Every new algorithm is first
validated in Tester against example.txt with System.out.println() to confirm
the hour counts are correct.
then ported into the LogScanner benchmark class to
run against input.txt for real measurement.
runOptions.txt contains the exact commands used to run each benchmark and the
JVM flags used when inspecting assembly output:
# Running benchmarks with GC profiling
java -jar target/benchmarks.jar logscanner.version01.LogScannerV01 -prof gc
java -jar target/benchmarks.jar logscanner.version02.LogScannerV02 -prof gc
java -jar target/benchmarks.jar logscanner.version03.LogScannerV03 -prof gc
java -jar target/benchmarks.jar logscanner.version04.LogScannerV04 -prof gc
# Printing C2-compiled assembly for a specific method (used in V04 BCE investigation)

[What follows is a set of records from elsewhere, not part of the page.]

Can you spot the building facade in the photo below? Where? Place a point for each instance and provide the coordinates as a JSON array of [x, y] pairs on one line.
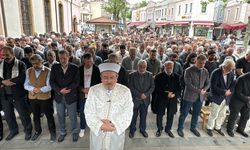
[[38, 16]]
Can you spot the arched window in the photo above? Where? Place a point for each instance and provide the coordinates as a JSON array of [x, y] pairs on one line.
[[26, 16], [47, 14], [61, 23]]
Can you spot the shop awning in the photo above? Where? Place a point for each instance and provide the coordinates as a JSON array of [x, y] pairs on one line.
[[207, 24], [236, 26], [131, 24], [158, 24], [180, 23], [145, 25]]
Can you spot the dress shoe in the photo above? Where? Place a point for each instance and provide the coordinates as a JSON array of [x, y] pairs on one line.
[[219, 131], [195, 132], [180, 133], [230, 133], [242, 133], [144, 134], [131, 134], [75, 137], [53, 137], [61, 138], [11, 136], [210, 132], [158, 133], [35, 136], [170, 134], [27, 136]]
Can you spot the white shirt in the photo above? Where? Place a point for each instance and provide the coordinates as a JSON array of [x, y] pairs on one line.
[[87, 77]]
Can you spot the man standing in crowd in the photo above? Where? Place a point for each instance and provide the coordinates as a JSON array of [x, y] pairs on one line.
[[141, 84], [37, 84], [243, 64], [167, 90], [222, 84], [196, 84], [64, 80], [12, 77], [240, 103], [130, 62], [108, 110], [89, 76]]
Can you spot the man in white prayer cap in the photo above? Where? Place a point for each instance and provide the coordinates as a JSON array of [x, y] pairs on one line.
[[108, 110]]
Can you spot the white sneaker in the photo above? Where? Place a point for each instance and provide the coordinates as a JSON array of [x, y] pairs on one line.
[[81, 134]]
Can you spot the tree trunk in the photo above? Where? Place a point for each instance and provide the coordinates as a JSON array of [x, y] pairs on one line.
[[247, 35]]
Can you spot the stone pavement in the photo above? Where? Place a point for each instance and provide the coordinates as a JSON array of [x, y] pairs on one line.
[[189, 142]]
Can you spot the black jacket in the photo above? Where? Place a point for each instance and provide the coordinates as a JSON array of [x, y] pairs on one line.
[[164, 83], [70, 80], [18, 88], [241, 95]]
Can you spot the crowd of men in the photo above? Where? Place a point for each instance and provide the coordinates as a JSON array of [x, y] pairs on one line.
[[52, 72]]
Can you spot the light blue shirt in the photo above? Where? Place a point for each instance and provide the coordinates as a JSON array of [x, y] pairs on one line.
[[30, 88]]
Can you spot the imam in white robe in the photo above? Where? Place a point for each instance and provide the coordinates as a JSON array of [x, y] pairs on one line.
[[115, 105]]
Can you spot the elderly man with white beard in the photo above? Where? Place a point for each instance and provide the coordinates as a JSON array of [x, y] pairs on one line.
[[108, 110]]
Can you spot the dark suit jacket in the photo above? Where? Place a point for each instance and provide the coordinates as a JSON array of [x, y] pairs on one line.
[[70, 80], [192, 84], [241, 95], [137, 87], [95, 78], [17, 89], [218, 86], [164, 83]]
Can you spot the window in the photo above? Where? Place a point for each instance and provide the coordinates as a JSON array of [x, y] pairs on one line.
[[26, 16], [228, 14], [204, 8], [236, 14], [191, 5], [186, 8], [179, 11]]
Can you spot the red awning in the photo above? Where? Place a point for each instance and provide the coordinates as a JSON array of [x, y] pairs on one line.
[[207, 24], [131, 24], [180, 23], [158, 24], [236, 26]]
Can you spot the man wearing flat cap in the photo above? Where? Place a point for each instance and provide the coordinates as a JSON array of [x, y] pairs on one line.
[[108, 110]]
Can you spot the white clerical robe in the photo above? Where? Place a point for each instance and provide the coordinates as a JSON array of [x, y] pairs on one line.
[[116, 106]]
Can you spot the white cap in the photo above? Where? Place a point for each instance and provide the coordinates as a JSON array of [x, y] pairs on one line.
[[109, 67]]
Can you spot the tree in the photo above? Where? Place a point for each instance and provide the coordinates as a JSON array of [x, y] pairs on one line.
[[247, 34], [143, 4], [116, 7]]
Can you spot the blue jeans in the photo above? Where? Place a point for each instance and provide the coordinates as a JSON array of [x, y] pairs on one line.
[[82, 115], [71, 109], [184, 112]]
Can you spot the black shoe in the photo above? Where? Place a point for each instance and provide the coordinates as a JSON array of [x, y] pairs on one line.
[[169, 133], [75, 137], [242, 133], [35, 136], [195, 132], [27, 136], [210, 132], [180, 133], [230, 133], [219, 131], [144, 134], [11, 136], [53, 137], [131, 134], [158, 133], [61, 138], [1, 137]]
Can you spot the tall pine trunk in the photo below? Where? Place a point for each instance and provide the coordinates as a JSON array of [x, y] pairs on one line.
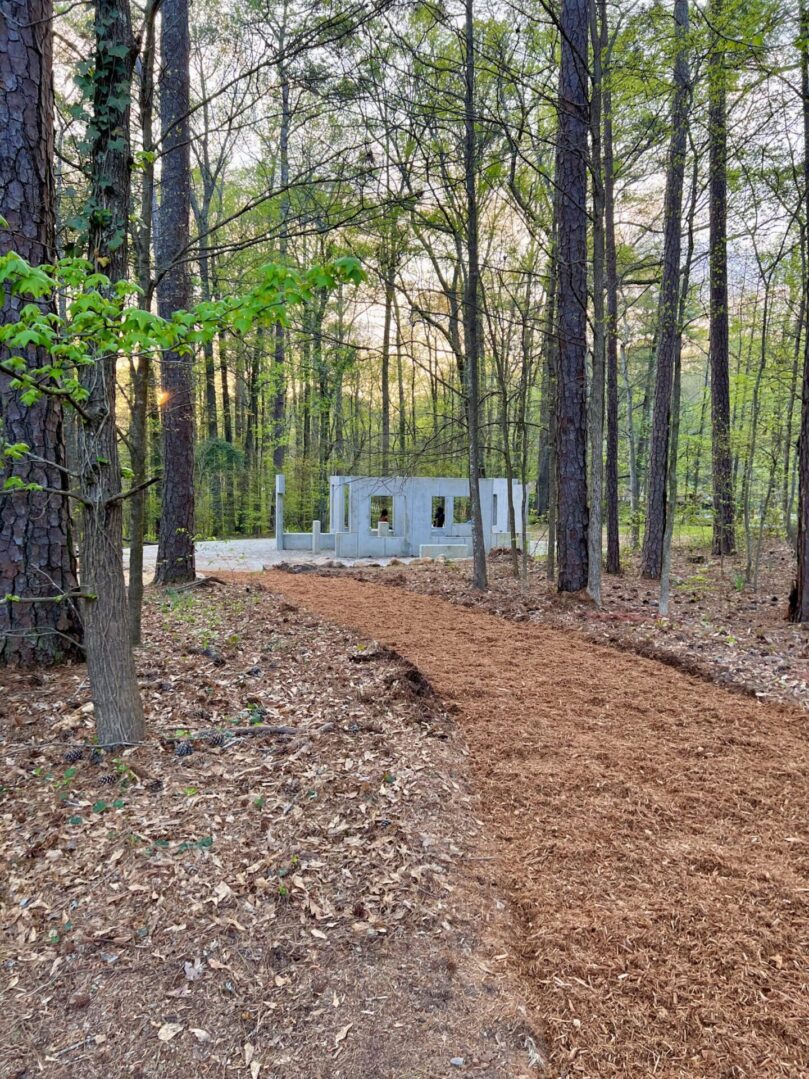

-XX:+UnlockDiagnosticVMOptions
-Xbatch -XX:CompileCommand=quiet
-XX:CompileCommand=compileonly,logscanner/version04/Tester.<methodName>
-XX:CompileCommand=print,logscanner/version04/Tester.<methodName>| Version | Approach | Key Idea |
|---|---|---|
| V01 | Files.readAllLines() + Stream API |
Baseline, readable, straightforward, GC-bound |
| V02 | MappedByteBuffer + byte scanning |
Eliminate String objects, move I/O off the Heap |
| V03 | getInt() + int[24] |
Remove the last allocations, reach zero GC |
| V04 | BCE bitmask + MemorySegment |
Eliminate JIT bounds checks, modernize the memory API |
Each version's document follows the same structure:
- What changed - a clear table of what this version does differently from the last
- How it works - a walkthrough of the actual code with explanation
- Why it matters - the reasoning behind the change, not just the result
- Benchmark results - real JMH numbers with analysis of what they mean
- What comes next - what the numbers reveal about the remaining bottleneck
The benchmarks are run with JMH in AverageTime
mode over a ~120MB file with one million log lines.
GC allocation
rate, GC count, and GC time are tracked alongside execution time so that every
source of overhead is visible.
| Version | Execution Time | GC Alloc Rate | GC Pauses |
|---|---|---|---|
| V01 | 872ms ± 346ms | 156 MB/sec | 19/op |
| V02 | 394ms ± 402ms | 13.4 MB/sec | 2/op |
| V03 | 194ms ± 24ms | 0.011 MB/sec | 0/op |
| V04 | 78ms ± 9ms | 0.019 MB/sec | 0/op |
From ~870ms and 19 GC pauses per run, to ~78ms and zero GC on the same file,
with the same correct output,
by changing only how the data is represented and
accessed.
- Java 22+ (for FFM API in V04)
- Maven
- JMH (included via
pom.xml)
Each version is a step, not a rewrite. Read them in order.